- 使用SQL server的pivot运算符创建交叉报表
- 使用SQLserver的unpivot运算符反转置交叉表报表
- 使用oracle的model子句转换结果集
- 从不固定位置提取字符串的元素
- 求一年包含的天数(oracle的另一种解决方案)
- 搜索字母数字混合的字符串
- 使用oracle把整数转换为二进制数
- 转置已分等级的结果集
- 给两次转置的结果集增加列头
- 在oracle中把标量子查询转化为复合子查询
- 把连续数据分解为行
- 计算相对于总数的百分比
- 从oracle创建csv格式输出
- 找到与模式不匹配的文本(oracle)
- 使用内联视图转换数据
- 测试一个组内是否存在某个值
1.使用SQL server的pivot运算符创建交叉报表
sqlserver:
select [10] as dept_10,
[20] as dept_20,
[30] as dept_30,
[40] as dept_40
from (
select deptno,empno from emp
) driver pivot (
count(driver.empno) for driver.deptno
in ([10],[20],[30],[40])
) as empPivot;
Note:这是sqlserver独有的运算符,第一次遇到,从来没用过
2.使用SQLserver的unpivot运算符反转置交叉表报表
Note:补充一个概念:胖表和瘦表。胖表是一张表中包含超过30个字段,这张表叫胖表。
一张表中包含的字段数少于10个,称这张表为瘦表。

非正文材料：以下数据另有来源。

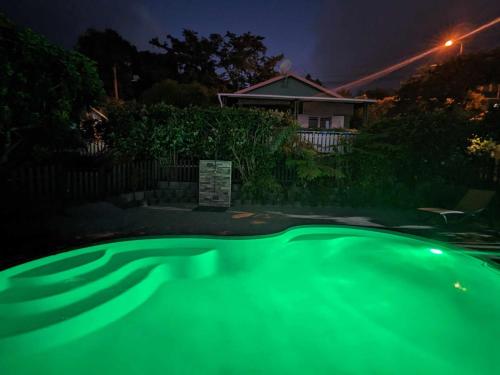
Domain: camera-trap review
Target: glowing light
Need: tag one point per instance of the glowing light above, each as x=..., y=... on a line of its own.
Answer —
x=457, y=285
x=402, y=64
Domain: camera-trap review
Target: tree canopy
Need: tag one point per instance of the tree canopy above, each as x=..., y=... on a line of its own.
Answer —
x=218, y=62
x=43, y=91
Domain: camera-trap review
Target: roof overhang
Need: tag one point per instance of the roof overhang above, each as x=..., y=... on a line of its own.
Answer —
x=299, y=98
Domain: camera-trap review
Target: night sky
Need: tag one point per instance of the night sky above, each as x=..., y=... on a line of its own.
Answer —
x=336, y=41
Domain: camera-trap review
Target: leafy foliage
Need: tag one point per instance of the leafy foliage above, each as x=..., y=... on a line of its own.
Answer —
x=252, y=139
x=43, y=91
x=395, y=161
x=111, y=51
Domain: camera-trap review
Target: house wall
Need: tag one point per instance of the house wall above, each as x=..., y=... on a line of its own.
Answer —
x=319, y=109
x=289, y=86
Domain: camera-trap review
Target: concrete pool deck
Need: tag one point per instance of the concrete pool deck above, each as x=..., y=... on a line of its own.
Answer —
x=102, y=221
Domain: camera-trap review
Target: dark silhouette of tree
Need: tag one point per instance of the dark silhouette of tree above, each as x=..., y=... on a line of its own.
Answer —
x=112, y=54
x=244, y=61
x=44, y=89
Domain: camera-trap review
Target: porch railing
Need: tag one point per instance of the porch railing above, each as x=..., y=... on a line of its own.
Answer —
x=327, y=141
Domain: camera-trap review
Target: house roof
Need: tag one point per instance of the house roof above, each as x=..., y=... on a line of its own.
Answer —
x=295, y=76
x=301, y=98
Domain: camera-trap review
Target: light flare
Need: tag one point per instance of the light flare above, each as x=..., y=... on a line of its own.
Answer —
x=402, y=64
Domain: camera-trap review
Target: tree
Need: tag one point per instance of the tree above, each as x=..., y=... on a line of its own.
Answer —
x=114, y=55
x=179, y=94
x=243, y=60
x=228, y=62
x=194, y=57
x=43, y=91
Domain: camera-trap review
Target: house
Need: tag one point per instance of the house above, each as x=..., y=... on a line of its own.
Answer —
x=315, y=107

还有一种说法,包含转置的结果集也被称为胖表。
sqlserver:
select dname,cnt from (
select [accounting] as accounting,
[sales] as sales,
[research] as research,
[operations] as operations
from (
select d.dname,e.empno from emp e,dept d
where e.deptno=d.deptno
) driver pivot (
count(driver.empno) for driver.dname
in ([accounting],[sales],[research],[operations])
) as empPivot
) new_driver unpivot (
cnt for dname in (accounting,sales,research,operations)
) as un_pivot;
Note:这个是基于上一个案例的逆操作,没用过
3.使用oracle的model子句转换结果集
oracle:
select max(d10) d10,max(d20) d20,max(d30) d30 from (
select d10,d20,d30 from (
select deptno,count(*) cnt from emp group by deptno
) model dimension by (deptno d)
measures(deptno,cnt d10,cnt d20,cnt d30) rules (
d10[any]=case when deptno[cv()]=10 then d10[cv()] else 0 end,
d20[any]=case when deptno[cv()]=20 then d20[cv()] else 0 end,
d30[any]=case when deptno[cv()]=30 then d30[cv()] else 0 end
)
);
Note:这个属于oracle特有的操作,没用过
4.从不固定位置提取字符串的元素
oracle:
select substr(msg,
instr(msg,'[',1,1)+1,
instr(msg,']',1,1)-instr(msg,'[',1,1)-1)
val
from v;
Note:从指定的[]中提取内部值,多个[]也可以
5.求一年包含的天数(oracle的另一种解决方案)
oracle:
select 'Days in 2018:'||to_char(add_months(trunc(sysdate,'y'),12)-1,'DDD')
as report
from dual;
Note:这个是获取当前年的天数,当然也可以做额外处理
6.搜索字母数字混合的字符串
select strings,translate(strings,
'abcdefghijklmnopqrstuvwxyz1234567890',
rpad('#',26,'#')||rpad('*',10,'*')
) translated
from v where instr(translated,'#')>0 and instr(translated,'*')>0;
Note:将数字和字符分别替换成不同值,然后再进行观察
7.使用oracle把整数转换为二进制数
oracle:
select ename,sal,(
select bin from dual model by (0 attr)
measures(sal num,cast(null as vatchr2(30)) bin,'0123456789ABCDEF' hex)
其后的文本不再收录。